In an example, the mechanical strength of glass is chemically increased by the so-called ion exchange method wherein an ion A contained in glass is replaced by an ion B having a larger radius. This chemical strengthening called "ion exchange method" is carried out by the spraying method as mentioned in Japanese Patent Publication No. 28674/1965 (Corning Co.), Japanese Patent Publication No. 6610/1973 (Owens Illinois Inc.) and Japanese Patent Publication No. 1316/1972 (Blockway Co.) or by the dipping method as mentioned in British Patent 917,388 (Research Corp.) and British Patent 1,010,164 (Pittsburgh Plate Glass Co.). The tensile strength of a glass container is very high, but markedly lowers if the surface is slightly scratched or abrased. Therefore, it has been proposed to protect a glass container from chances of abrasion or surface scratches by applying to the glass surface a coating of a metal oxide (Japanese Patent Publication No. 11598/1967), a polymer coating (Japanese Patent Publication No. 20716/1967) or a dual coating (Japanese Patent Publication No. 1758/1967). Furthermore, in Japanese Patent Publication No. 1307/1972 is also disclosed a method of strengthening glass, wherein a glass article is subjected to coating of a metal oxide, chemical strengthening treatment by ion exchanging and polymer coating. However, this method cannot be put to practical use in view of the complexity of the steps thereof and has another disadvantage. That is to say, the olefin polymer coating obtained by the use of an aqueous emulsion of olefin polymer as disclosed in the above mentioned specification is almost stripped in the washing step when a glass container is recovered and reused and during the same time, the surface of the glass container tends to be scratched. When reusing it, therefore, an olefin polymer coating should be formed and, as an inevitable consequence, the number of repetition thereof decreases. It has thus been desired to form a permanent resin coating such as not to be stripped in the washing step when a glass containeer is recovered and reused.

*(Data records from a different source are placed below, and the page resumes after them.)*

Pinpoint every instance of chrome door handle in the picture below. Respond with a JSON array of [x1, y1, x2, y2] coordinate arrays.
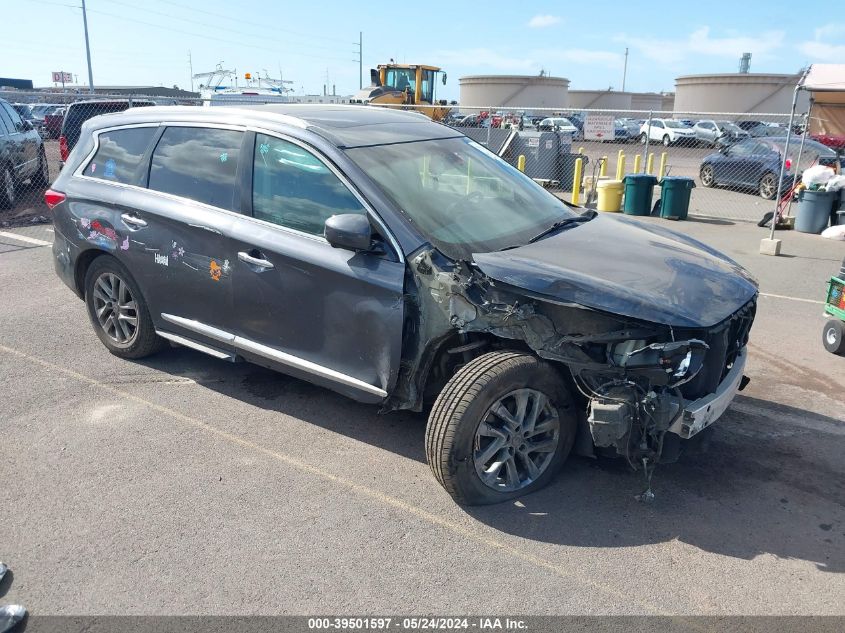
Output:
[[238, 251, 273, 270], [120, 213, 147, 228]]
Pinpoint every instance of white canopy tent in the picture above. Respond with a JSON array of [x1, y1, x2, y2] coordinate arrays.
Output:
[[761, 64, 845, 244]]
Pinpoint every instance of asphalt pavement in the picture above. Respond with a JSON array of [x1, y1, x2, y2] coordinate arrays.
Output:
[[0, 219, 845, 615]]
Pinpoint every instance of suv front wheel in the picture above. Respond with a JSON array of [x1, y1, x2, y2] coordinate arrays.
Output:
[[0, 165, 17, 209], [425, 351, 577, 505], [85, 255, 166, 358]]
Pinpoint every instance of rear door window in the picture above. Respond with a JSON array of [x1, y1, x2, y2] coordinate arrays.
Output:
[[0, 103, 24, 132], [82, 127, 158, 185], [148, 127, 243, 211], [252, 134, 366, 235]]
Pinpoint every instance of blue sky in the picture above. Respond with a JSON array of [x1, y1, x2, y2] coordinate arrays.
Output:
[[6, 0, 845, 99]]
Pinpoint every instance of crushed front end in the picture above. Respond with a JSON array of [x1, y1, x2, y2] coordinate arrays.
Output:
[[402, 246, 757, 501]]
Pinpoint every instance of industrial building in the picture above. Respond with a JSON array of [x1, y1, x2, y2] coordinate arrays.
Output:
[[674, 72, 809, 114]]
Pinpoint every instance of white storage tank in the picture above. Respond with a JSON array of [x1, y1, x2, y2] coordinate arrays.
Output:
[[458, 75, 569, 114], [674, 73, 809, 114], [569, 90, 631, 110]]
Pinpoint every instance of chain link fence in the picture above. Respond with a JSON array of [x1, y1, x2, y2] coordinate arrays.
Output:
[[445, 106, 843, 222], [0, 91, 842, 242]]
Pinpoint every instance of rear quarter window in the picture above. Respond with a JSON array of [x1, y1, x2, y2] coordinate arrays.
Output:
[[82, 126, 158, 185], [148, 127, 243, 211]]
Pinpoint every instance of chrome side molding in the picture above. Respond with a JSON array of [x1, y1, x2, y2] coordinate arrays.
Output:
[[156, 312, 387, 398]]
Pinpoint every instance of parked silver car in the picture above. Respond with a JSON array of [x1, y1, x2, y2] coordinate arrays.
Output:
[[692, 119, 750, 147]]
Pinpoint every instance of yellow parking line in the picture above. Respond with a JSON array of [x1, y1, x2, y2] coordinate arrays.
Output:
[[760, 292, 824, 305], [0, 345, 680, 616]]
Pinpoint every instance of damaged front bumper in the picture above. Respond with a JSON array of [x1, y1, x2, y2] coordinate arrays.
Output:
[[668, 347, 748, 440]]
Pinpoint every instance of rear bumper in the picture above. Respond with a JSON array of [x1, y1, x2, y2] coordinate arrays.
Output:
[[669, 347, 748, 439]]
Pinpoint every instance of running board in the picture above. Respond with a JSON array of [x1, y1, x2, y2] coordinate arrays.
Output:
[[156, 330, 237, 363]]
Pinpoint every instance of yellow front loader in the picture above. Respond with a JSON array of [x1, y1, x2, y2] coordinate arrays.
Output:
[[352, 60, 451, 121]]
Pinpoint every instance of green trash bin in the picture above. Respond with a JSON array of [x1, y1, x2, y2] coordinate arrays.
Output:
[[660, 176, 695, 220], [622, 174, 657, 215], [795, 189, 839, 234]]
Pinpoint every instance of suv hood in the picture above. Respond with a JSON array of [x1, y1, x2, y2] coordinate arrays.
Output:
[[473, 214, 757, 328]]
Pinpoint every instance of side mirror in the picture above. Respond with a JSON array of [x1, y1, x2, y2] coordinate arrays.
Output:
[[325, 213, 372, 251]]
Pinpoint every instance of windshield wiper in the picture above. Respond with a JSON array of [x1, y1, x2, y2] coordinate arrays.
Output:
[[528, 209, 598, 244]]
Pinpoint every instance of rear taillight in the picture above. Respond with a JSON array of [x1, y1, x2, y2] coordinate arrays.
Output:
[[44, 189, 67, 211]]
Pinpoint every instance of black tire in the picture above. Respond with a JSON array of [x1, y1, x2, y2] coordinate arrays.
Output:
[[822, 319, 845, 356], [0, 165, 18, 209], [85, 255, 168, 358], [425, 351, 577, 505], [757, 171, 778, 200], [30, 146, 50, 188]]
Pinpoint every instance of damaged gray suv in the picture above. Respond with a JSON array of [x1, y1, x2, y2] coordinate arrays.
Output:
[[45, 105, 757, 504]]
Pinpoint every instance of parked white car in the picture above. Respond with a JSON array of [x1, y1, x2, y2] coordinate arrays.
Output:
[[640, 119, 695, 147], [537, 117, 578, 136]]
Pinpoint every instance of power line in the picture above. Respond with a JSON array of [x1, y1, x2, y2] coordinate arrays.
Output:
[[82, 9, 346, 62], [105, 0, 350, 51], [149, 1, 344, 44]]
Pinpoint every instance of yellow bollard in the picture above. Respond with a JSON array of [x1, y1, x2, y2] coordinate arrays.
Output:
[[572, 158, 584, 205]]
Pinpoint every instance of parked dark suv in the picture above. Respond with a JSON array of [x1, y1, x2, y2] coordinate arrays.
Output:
[[46, 105, 757, 503], [0, 99, 50, 209]]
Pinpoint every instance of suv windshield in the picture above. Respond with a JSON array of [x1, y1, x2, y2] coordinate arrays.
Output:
[[346, 138, 577, 259]]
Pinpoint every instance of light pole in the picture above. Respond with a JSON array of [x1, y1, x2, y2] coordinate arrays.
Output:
[[82, 0, 94, 93]]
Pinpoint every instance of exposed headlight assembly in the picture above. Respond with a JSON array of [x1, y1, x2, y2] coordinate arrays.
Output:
[[613, 339, 710, 387]]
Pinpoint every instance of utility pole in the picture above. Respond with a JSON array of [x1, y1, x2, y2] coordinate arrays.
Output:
[[352, 31, 364, 90], [82, 0, 94, 93], [622, 46, 628, 92]]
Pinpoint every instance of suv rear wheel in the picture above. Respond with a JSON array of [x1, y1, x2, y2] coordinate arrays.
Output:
[[0, 165, 17, 209], [85, 255, 166, 358], [425, 351, 577, 505]]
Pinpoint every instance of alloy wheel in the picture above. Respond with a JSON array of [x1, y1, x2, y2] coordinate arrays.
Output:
[[473, 389, 560, 492], [92, 272, 138, 346]]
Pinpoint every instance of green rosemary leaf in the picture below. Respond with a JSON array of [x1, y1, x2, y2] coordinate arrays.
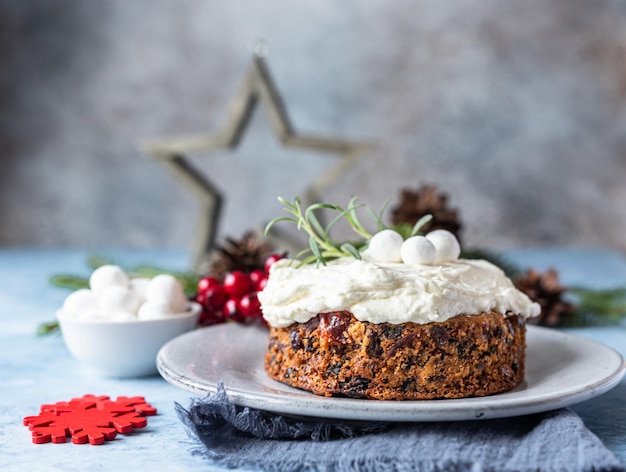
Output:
[[37, 321, 59, 336], [346, 197, 372, 238], [305, 208, 330, 242], [296, 254, 319, 268], [264, 216, 298, 236], [341, 243, 361, 260], [411, 215, 433, 236], [87, 256, 114, 270], [375, 198, 391, 231], [305, 203, 342, 211], [309, 236, 326, 265], [50, 275, 89, 290], [326, 208, 350, 232]]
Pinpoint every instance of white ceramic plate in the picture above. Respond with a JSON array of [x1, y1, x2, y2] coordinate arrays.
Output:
[[157, 323, 626, 421]]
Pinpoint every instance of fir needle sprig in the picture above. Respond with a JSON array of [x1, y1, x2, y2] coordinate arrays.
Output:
[[265, 197, 430, 267]]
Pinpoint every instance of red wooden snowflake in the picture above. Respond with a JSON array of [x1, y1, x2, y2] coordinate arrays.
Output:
[[24, 395, 156, 445]]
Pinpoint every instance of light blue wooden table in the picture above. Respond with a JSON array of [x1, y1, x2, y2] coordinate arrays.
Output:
[[0, 249, 626, 472]]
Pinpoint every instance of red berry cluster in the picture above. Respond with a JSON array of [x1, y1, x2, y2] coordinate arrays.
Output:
[[195, 254, 285, 326]]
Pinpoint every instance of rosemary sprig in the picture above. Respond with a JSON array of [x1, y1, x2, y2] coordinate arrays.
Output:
[[265, 197, 388, 267]]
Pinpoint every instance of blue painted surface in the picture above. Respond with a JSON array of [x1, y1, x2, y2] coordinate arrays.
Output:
[[0, 249, 626, 471]]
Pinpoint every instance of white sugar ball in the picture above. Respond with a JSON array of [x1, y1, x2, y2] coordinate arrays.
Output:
[[130, 277, 150, 303], [100, 285, 140, 316], [89, 265, 129, 295], [62, 288, 98, 317], [400, 236, 437, 265], [137, 300, 171, 320], [146, 274, 187, 313], [367, 229, 404, 262], [426, 229, 461, 264]]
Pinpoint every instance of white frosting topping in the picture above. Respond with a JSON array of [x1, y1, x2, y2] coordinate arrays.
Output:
[[258, 258, 540, 327]]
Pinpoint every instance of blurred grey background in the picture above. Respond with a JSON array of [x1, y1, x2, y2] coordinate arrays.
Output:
[[0, 0, 626, 258]]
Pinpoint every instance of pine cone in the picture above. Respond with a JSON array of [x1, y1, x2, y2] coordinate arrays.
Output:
[[515, 269, 574, 326], [209, 231, 274, 279], [391, 185, 462, 241]]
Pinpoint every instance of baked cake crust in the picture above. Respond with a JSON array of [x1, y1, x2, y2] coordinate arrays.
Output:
[[265, 311, 526, 400]]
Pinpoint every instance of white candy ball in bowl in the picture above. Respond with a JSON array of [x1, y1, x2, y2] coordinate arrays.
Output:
[[57, 302, 201, 377], [57, 266, 202, 377], [426, 229, 461, 264], [145, 274, 187, 313], [89, 264, 130, 294]]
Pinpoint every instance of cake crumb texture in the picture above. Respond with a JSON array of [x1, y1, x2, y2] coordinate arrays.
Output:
[[265, 311, 526, 400]]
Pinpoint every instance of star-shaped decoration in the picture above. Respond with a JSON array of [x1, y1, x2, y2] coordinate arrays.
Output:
[[143, 49, 370, 270]]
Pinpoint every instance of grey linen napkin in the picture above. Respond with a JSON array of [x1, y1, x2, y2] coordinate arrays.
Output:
[[176, 384, 625, 472]]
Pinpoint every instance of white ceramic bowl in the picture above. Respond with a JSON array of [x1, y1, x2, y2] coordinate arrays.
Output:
[[56, 302, 201, 377]]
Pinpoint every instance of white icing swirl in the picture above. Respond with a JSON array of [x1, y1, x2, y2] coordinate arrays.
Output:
[[259, 258, 540, 327]]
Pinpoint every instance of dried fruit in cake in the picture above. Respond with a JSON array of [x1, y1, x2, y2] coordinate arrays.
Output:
[[258, 199, 539, 400]]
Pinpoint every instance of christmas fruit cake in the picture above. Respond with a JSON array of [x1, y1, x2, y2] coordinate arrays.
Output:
[[259, 199, 540, 400]]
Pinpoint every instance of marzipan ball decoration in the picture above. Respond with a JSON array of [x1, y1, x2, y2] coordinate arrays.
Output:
[[363, 229, 461, 265]]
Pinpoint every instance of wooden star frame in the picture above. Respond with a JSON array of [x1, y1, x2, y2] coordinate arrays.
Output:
[[143, 54, 370, 270]]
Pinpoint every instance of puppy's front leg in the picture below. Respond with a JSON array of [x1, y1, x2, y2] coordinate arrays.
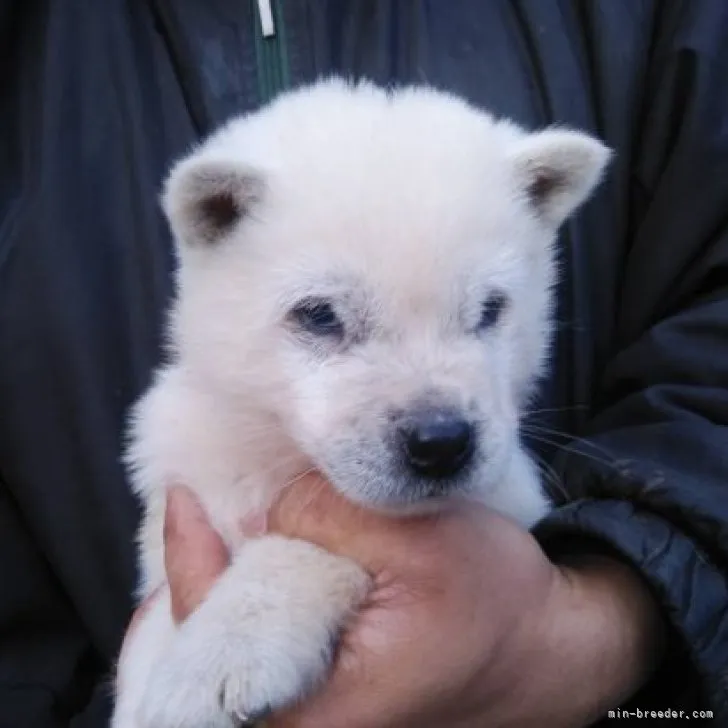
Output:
[[139, 536, 369, 728]]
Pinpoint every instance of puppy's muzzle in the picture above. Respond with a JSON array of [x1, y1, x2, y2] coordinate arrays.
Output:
[[397, 408, 475, 480]]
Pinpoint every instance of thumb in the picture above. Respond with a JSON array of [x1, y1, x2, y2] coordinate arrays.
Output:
[[164, 486, 230, 622]]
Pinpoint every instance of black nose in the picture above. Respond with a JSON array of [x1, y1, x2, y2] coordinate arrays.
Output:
[[401, 411, 475, 477]]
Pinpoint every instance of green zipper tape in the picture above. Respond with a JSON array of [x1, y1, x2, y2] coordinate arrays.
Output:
[[251, 0, 290, 104]]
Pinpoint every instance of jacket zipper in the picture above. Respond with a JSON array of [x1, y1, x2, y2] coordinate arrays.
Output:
[[255, 0, 290, 104]]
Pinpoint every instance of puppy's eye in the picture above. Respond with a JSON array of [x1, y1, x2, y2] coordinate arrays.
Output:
[[291, 299, 344, 336], [478, 291, 508, 331]]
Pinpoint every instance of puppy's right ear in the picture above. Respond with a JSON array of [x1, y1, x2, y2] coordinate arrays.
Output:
[[162, 156, 263, 247]]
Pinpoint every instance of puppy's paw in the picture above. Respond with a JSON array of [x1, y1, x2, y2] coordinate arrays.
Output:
[[139, 537, 369, 728]]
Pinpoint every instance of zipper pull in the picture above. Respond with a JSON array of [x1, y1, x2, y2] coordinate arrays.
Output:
[[258, 0, 276, 38]]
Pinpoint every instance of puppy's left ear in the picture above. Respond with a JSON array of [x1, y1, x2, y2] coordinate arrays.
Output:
[[511, 129, 612, 228]]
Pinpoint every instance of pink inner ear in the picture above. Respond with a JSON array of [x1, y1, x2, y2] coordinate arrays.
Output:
[[240, 511, 268, 538]]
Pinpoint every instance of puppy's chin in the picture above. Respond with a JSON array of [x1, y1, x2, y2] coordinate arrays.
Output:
[[323, 468, 484, 518]]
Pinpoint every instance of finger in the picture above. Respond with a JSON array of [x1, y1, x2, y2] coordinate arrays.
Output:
[[164, 486, 230, 622], [118, 586, 162, 662]]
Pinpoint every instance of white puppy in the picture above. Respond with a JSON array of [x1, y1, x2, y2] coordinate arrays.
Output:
[[113, 80, 609, 728]]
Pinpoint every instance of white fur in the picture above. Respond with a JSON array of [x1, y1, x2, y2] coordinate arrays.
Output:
[[113, 80, 609, 728]]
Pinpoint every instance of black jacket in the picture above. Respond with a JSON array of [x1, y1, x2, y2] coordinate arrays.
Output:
[[0, 0, 728, 728]]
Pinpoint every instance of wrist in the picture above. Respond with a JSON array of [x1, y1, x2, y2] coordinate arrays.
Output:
[[546, 554, 664, 726]]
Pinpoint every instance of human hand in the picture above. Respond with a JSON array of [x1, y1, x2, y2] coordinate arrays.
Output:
[[121, 479, 659, 728]]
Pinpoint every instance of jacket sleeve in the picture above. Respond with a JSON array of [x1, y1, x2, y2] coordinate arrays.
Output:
[[535, 2, 728, 725], [0, 483, 111, 728]]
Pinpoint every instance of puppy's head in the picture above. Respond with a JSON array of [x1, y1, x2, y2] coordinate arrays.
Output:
[[164, 82, 609, 508]]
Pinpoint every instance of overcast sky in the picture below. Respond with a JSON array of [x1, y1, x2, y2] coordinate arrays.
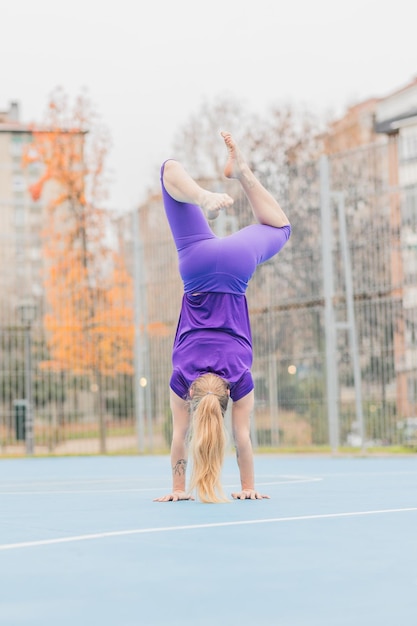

Previous attempts to protect glass articles or glass bottles from breakage are not satisfactory, such as to use a bottle shield of rubber for shock absorbing (US Pat. No. 2,706,571), to encircle the outermost surfaces of a glass bottle with rings of enamel or paper (U.S. Pat. No. 3,331,521), to encircle a bottle of thermoplastic material with a band of polyvinyl chloride in order to raise the bursting strength (U.S. Pat. No. 3,542,229), to encase the bottom and shoulder of a glass bottle in a heat-shrinkable plastic cup and cover the central portion with a polyethylene film (U.S. Pat. NO. 3,698,586) and to protect a glass article by encircling with a heat-shrinkable polyvinyl chloride film (U.S. Pat. No. 3,604,584). These proposals however aim at preventing glass articles or glass bottles from scratching in handling or shipment and reducing the breakage due to scratching as little as possible. Therefore, the strength of a glass bottle can be held as it is, but cannot be raised.